Editorial do Estadão: Solidariedade no frio
É dever da Prefeitura de São Paulo zelar pela boa condição dos abrigos. Sempre haverá, no entanto, quem prefira as ruas
O drama da população que vive ao relento nas ruas de São Paulo aumenta no inverno. O frio é a causa provável de ao menos cinco mortes no Estado desde o fim de semana. Na madrugada de domingo foi registrada a temperatura mais baixa do ano, 6,5º C, segundo o Instituto Nacional de Meteorologia (Inmet). Na capital paulista, a média registrada pelos termômetros foi de 5º C, a mais baixa em três anos. Os mortos, todos moradores de rua, foram encontrados em Santo André, em Assis e na capital, em Itaquera, na zona leste, e na Barra Funda, na zona oeste.
A adversidade climática desta época do ano lança luz sobre o trabalho de acolhimento realizado pela Prefeitura de São Paulo, a solidariedade dos paulistanos e a complexidade da situação dos moradores de rua, muitos dos quais se recusam a ir para os abrigos públicos pelas mais variadas razões.
De acordo com a Secretaria Municipal de Assistência e Desenvolvimento Social (Smads), desde o dia 22 de maio, quando teve início o Plano de Contingência para Situação de Baixas Temperaturas, houve cerca de 470 mil acolhimentos em abrigos da Prefeitura de São Paulo, chamados de Centros de Acolhida. O número de acolhimentos não é o total de cidadãos abrigados, haja vista que uma mesma pessoa pode ser atendida em diferentes dias durante o programa, que vai até o dia 22 de setembro, e não há tamanho número de vagas disponíveis. De todo modo, trata-se de um contingente bem expressivo.
Na cidade de São Paulo há 148 Centros de Acolhida, com cerca de 18,5 mil vagas. Nesses locais, os cidadãos que respondem à abordagem noturna de agentes sociais da Prefeitura — entre 22h00 e 8h00 — recebem roupas limpas, kits de higiene pessoal, refeição, cobertores e lugar para pernoite, além de um espaço para guardar seus pertences.

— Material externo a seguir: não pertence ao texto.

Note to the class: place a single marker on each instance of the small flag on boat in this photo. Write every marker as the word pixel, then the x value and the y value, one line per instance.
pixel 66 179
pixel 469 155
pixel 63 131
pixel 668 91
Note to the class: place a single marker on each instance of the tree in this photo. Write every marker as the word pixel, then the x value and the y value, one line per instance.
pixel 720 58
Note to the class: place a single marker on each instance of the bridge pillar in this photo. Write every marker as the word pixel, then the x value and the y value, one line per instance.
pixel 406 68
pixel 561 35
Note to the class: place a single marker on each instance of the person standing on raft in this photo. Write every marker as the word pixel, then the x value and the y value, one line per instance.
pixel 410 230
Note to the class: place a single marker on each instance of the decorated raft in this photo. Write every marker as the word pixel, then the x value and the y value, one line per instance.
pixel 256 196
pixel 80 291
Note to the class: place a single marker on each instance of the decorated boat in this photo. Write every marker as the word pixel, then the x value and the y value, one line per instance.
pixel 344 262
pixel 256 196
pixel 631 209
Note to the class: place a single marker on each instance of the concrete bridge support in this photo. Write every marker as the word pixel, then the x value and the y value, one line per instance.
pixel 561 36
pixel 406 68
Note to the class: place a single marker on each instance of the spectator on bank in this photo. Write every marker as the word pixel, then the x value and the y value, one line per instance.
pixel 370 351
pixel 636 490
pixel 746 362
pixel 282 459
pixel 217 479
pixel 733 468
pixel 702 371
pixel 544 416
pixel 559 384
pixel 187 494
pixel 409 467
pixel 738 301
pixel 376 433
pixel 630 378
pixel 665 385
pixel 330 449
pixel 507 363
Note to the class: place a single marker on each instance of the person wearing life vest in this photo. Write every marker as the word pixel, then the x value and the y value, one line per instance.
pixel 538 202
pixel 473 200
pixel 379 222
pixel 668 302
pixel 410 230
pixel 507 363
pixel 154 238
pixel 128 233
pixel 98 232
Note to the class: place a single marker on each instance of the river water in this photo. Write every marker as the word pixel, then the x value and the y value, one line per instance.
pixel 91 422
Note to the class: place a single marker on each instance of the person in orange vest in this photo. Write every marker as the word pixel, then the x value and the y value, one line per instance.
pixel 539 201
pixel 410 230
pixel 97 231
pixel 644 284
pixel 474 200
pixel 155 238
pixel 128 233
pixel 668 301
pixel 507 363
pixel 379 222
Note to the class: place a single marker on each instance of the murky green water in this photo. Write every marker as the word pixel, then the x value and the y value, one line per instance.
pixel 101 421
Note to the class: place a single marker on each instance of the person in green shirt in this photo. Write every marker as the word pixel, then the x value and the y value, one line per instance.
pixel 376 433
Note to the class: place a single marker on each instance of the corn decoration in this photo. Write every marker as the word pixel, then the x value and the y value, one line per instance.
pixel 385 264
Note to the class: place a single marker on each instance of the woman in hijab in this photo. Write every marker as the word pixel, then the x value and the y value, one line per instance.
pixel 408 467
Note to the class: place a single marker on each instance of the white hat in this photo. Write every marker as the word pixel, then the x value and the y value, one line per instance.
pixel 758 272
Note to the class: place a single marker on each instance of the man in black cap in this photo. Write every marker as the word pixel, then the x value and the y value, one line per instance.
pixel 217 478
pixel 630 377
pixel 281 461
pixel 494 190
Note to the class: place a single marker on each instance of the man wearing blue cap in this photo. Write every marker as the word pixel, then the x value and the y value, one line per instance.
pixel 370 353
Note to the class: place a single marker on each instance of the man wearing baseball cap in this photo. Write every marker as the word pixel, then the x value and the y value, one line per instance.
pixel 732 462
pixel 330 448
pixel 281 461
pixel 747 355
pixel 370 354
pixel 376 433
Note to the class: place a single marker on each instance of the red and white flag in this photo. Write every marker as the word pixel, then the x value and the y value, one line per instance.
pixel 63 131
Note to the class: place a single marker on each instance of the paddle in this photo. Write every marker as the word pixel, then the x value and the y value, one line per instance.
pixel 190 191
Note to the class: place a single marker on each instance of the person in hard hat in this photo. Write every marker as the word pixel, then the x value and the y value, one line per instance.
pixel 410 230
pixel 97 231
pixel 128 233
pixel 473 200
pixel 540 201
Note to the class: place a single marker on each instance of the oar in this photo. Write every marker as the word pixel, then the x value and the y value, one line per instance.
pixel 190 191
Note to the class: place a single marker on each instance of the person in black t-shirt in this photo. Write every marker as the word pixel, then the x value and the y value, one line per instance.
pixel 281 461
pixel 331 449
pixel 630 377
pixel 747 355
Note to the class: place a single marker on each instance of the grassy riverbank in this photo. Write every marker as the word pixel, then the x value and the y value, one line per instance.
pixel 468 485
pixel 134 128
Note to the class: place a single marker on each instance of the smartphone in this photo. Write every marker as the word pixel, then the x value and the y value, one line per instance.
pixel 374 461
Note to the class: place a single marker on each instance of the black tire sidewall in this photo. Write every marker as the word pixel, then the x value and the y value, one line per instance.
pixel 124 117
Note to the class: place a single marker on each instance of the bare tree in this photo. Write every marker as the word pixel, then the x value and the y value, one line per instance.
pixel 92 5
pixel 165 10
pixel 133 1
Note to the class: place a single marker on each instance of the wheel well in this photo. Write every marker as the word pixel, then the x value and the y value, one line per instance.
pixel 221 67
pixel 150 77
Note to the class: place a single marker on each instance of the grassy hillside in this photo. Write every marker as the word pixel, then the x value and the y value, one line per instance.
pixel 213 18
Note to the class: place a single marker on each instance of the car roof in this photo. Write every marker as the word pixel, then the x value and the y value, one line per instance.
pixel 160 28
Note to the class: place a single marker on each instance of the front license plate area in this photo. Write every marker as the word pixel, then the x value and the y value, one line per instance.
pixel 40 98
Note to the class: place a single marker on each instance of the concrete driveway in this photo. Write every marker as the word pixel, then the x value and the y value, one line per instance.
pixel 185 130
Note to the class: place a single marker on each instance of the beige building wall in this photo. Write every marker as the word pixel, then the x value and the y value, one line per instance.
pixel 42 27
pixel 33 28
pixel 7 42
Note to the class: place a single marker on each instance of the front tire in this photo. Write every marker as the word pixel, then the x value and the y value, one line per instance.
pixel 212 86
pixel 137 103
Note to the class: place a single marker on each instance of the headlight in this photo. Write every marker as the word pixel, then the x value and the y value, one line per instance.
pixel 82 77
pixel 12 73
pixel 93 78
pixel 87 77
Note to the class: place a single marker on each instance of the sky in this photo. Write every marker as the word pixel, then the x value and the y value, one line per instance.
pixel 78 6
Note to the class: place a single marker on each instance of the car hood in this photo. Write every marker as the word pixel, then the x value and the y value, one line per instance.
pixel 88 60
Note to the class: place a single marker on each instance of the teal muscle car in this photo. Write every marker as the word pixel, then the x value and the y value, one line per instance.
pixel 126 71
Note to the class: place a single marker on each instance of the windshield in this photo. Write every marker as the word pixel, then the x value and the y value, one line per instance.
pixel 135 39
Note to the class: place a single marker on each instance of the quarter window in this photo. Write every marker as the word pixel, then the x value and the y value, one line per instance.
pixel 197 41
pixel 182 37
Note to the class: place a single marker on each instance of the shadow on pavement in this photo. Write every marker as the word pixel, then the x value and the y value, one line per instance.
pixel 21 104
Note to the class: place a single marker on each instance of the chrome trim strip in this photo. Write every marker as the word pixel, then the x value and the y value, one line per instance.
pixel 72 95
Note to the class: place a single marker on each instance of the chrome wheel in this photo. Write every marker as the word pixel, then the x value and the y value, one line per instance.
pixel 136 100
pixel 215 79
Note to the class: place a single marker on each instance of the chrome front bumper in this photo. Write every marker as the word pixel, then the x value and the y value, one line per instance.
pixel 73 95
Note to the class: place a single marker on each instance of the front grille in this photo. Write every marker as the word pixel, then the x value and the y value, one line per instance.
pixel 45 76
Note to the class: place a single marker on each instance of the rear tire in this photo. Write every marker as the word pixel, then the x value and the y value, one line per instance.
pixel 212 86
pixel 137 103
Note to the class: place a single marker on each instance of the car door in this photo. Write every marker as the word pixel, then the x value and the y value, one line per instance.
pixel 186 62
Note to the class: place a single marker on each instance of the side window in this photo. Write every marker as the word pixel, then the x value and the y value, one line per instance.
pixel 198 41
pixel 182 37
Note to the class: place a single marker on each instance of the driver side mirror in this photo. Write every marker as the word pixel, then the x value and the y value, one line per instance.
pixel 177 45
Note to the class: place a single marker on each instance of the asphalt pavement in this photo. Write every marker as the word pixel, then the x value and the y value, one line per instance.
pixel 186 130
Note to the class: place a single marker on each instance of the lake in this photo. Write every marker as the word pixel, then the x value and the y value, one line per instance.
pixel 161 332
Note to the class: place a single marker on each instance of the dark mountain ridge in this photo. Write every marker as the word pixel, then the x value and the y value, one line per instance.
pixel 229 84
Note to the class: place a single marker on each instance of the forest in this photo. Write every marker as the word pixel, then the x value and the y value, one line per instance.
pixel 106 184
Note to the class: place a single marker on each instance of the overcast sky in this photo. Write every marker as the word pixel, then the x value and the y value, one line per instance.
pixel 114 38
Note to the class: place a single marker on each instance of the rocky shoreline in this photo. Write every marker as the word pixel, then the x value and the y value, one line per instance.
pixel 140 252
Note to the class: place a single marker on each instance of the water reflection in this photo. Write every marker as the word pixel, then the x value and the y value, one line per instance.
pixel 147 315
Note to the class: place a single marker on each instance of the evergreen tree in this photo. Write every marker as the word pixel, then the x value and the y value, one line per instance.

A ajuda humanitária aos cidadãos que vivem nas ruas da capital paulista não se esgota com a ação institucional da Prefeitura de São Paulo. São muitos os grupos de voluntários que todas as noites nesta época do ano vão para as ruas dar comida, cobertores e não raro suporte moral para os desalentados. Um dos mais ativos desses grupos é o Anjos da Noite, que realiza o trabalho voluntário há 30 anos. São grupos que contam com pouco dinheiro, público ou privado, mas esbanjam solidariedade. “Dinheiro mesmo a gente arrecada pouco. Este mês foram só R$ 700”, disse ao Estado Kaká Ferreira, presidente da ONG. Muitos cidadãos ajudam com doações de alimentos, roupas e cobertores. Outros, com o próprio trabalho, preparando as refeições ou distribuindo-as aos moradores de rua. Ainda há os que prestam socorro ao notificar a Prefeitura de São Paulo — por meio do número 156 — para que agentes sociais abordem pessoas em situação de perigo de vida por conta do frio. Boa parte das abordagens, no entanto, não tem sucesso.
As baixíssimas temperaturas registradas no fim de semana não são causa suficiente para levar uma expressiva parcela dos moradores de rua para os Centros de Acolhida. Muitos recusam a oferta alegando má qualidade das instalações — há relatos de infestações de insetos nas camas dos abrigos —, falta de transporte para retorno aos locais de origem após o pernoite e furto de pertences pessoais. A Smads informou que a Prefeitura de São Paulo tem intensificado a fiscalização dos Centros de Acolhida, que são administrados por meio de convênios com organizações sociais. O secretário adjunto Marcelo Del Bosco disse ao Estado que irá apurar os relatos feitos por moradores de rua à reportagem.
De fato, os depoimentos dos moradores de rua devem ser recebidos com a devida cautela. Evidentemente, os abrigos públicos ainda não são hotéis de luxo, mas, ante a dureza das condições das ruas frias, podem servir como alento, ainda que temporário. Enfim, salvam vidas, apesar de, às vezes, serem precários. Lá, está-se protegido do frio, recebe-se comida, roupas e kits de higiene e estrutura para um banho quente. Não são poucos os cidadãos que estão adaptados ao modo de vida nas ruas e resistem em deixá-las, arriscando suas vidas.
É dever da Prefeitura de São Paulo zelar pela boa condição dos abrigos. Sempre haverá, no entanto, quem prefira as ruas. Todos merecem a solidariedade dos paulistanos.